As earlier mentioned, the interest acquired by defendants was through a lease. The trial court found, and there is little if any dispute, that defendant-appellant violated the terms of that lease by removing from the property multiple items, the large part of which were clearly part of the realty. Appellant’s only authority under this point is Helton v. City of St. Joseph, 340 S.W.2d 198, 199 (Mo.App.1960). That case is cited as authority that the trial court did not follow the proper measure of damages.

Helton, states:

“While the general ride is that the measure of damages in a case of this kind is the difference between the market value of the realty immediately prior to being damaged and immediately thereafter yet, where the damage is small in comparison to the total value of .the property and is readily ascertainable and where the verdict is not excessive, the amount of such damage may be arrived at by determining the cost necessary to restore the property to its former condition.”

There was evidence received, without objection, of the cost to restore the property by replacing each item taken. Under the evidence the trial court could properly determine that this was the proper measure of damages. The items removed were individually small in value in comparison to the property. There was evidence from plaintiff of approximately 160 items taken, ranging in value from that of toilet seats to a furnace and air conditioner. Defendant-Appellant testified he took them.2 Point II is denied.

Defendant-Appellant contends in his remaining point that the trial court erred in excluding certain evidence that he sought to offer regarding the count of the counterclaim based on fraud. Under Rule 73.01(a)(1), “cases tried without a jury”, where “the evidence is ruled inadmissible the court upon request shall take and record the evidence in full, unless it clearly appears that the evidence is not admissible on any ground or that the evidence is privileged.” Such a procedure can aid this court as Rule 73.01(c)(3) provides that on appeal the “court shall consider admissible evidence which was rejected by the trial court and preserved.”

Here, neither a request that the court take and record the evidence, nor any type of offer of proof was made. There is no indication that the evidence sought to be presented was privileged. Generally, appellate courts do not review excluded evidence without a specific and definite offer of proof. In Interest of L.J.M.S., 844 S.W.2d 86, 95 (Mo.App.1992). The narrow exception discussed in L.J.M.S. is not shown to apply here. See also Dunkin v.
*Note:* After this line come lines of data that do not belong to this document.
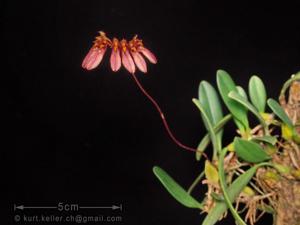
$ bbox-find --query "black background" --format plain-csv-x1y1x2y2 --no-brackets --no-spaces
1,0,300,225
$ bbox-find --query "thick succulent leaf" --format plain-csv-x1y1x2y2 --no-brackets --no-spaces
199,81,223,158
234,137,270,163
217,70,249,130
199,81,223,126
248,76,267,113
228,91,266,127
193,98,221,155
251,135,277,145
153,166,203,209
196,114,232,161
202,166,258,225
268,98,293,127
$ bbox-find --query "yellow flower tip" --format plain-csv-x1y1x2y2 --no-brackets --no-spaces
242,186,255,197
204,160,219,184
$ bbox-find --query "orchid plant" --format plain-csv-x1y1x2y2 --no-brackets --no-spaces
82,32,300,225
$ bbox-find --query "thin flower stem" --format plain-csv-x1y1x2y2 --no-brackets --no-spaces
131,73,208,159
187,171,204,194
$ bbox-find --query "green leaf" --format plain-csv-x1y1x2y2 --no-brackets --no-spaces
202,165,259,225
248,76,267,113
217,70,249,132
193,98,221,155
199,81,223,126
153,166,203,209
196,114,232,161
234,137,271,163
251,135,277,145
199,81,223,158
228,91,268,133
268,98,293,128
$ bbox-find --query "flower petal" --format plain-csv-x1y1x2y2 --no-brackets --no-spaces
131,52,147,73
81,47,106,70
110,48,121,72
122,50,135,74
138,46,157,64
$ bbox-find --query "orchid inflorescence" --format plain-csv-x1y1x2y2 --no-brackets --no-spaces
82,31,157,74
82,31,207,158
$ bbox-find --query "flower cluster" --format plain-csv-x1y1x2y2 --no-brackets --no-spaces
82,31,157,74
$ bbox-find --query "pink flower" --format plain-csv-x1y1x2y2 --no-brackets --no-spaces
82,46,106,70
82,31,157,74
81,31,111,70
110,38,121,72
121,39,135,73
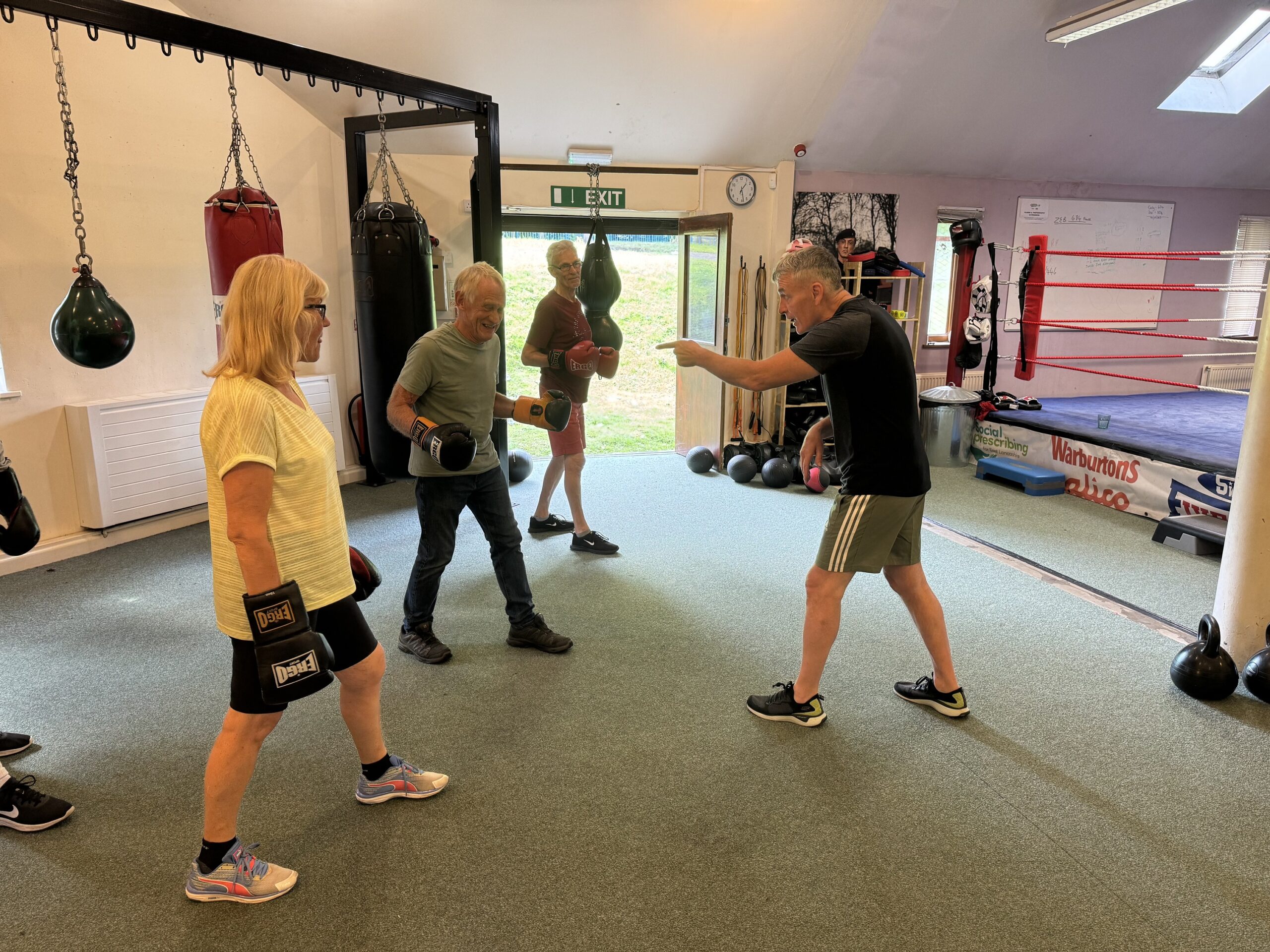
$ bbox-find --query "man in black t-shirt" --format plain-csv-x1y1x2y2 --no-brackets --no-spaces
658,247,970,727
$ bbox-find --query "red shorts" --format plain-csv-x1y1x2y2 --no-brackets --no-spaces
538,387,587,456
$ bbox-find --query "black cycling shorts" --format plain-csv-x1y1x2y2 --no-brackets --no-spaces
230,595,380,714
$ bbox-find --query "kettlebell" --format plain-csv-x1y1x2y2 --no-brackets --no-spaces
1168,614,1239,701
1243,625,1270,705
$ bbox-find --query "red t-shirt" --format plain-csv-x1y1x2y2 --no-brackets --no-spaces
524,288,590,404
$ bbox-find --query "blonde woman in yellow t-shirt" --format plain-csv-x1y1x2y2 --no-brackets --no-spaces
186,255,449,902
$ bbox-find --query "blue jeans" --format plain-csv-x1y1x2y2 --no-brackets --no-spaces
404,466,533,627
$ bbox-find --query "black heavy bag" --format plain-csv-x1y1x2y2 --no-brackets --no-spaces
578,217,622,351
352,202,437,477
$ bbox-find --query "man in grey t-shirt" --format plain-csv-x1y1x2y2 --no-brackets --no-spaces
387,261,573,664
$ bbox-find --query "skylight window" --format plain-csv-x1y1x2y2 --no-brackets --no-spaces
1159,7,1270,114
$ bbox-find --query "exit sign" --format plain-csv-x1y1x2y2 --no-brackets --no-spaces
551,185,626,208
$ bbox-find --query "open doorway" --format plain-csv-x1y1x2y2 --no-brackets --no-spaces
503,215,678,457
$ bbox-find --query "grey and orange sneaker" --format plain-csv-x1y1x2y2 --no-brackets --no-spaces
186,839,299,902
746,680,826,727
357,755,449,803
895,675,970,717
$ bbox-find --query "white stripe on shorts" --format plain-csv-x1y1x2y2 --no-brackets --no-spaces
829,496,873,573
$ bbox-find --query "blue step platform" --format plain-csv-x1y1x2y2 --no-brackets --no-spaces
974,456,1063,496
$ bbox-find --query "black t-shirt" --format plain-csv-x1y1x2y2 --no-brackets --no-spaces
790,297,931,496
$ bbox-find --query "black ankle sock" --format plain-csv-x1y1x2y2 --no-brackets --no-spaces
198,838,236,872
362,754,392,780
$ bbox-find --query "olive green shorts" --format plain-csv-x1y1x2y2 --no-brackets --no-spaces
816,494,926,573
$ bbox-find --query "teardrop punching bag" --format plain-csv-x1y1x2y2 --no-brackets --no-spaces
48,22,137,371
203,65,282,354
578,215,622,351
948,218,983,386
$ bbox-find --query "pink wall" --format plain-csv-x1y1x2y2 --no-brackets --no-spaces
795,172,1270,396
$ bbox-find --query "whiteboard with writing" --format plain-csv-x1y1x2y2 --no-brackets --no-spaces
1001,197,1173,332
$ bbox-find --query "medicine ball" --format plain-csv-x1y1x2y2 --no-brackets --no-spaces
763,456,794,489
728,453,758,482
687,447,714,472
507,449,533,482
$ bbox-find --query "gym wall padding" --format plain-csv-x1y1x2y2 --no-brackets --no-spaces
352,202,437,477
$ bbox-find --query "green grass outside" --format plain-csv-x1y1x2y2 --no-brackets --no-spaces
503,235,678,456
Reagon, 710 S.W.2d 498, 499 (Mo.App.1986) (proper procedure for offer of proof is to put the witness on the stand and propound questions). As no offer of proof was made, this point is not preserved for appellate review.

The judgment is affirmed.

CROW and PARRISH, JJ., concur.

. Previous to trial the guardian and conservator of defendant Rose Finley was substituted for her. The notice of appeal purported to he filed in both defendants' names but only defendant Edward G. Finley filed a brief here.

. Damages for removing the items were assessed only against defendant-appellant.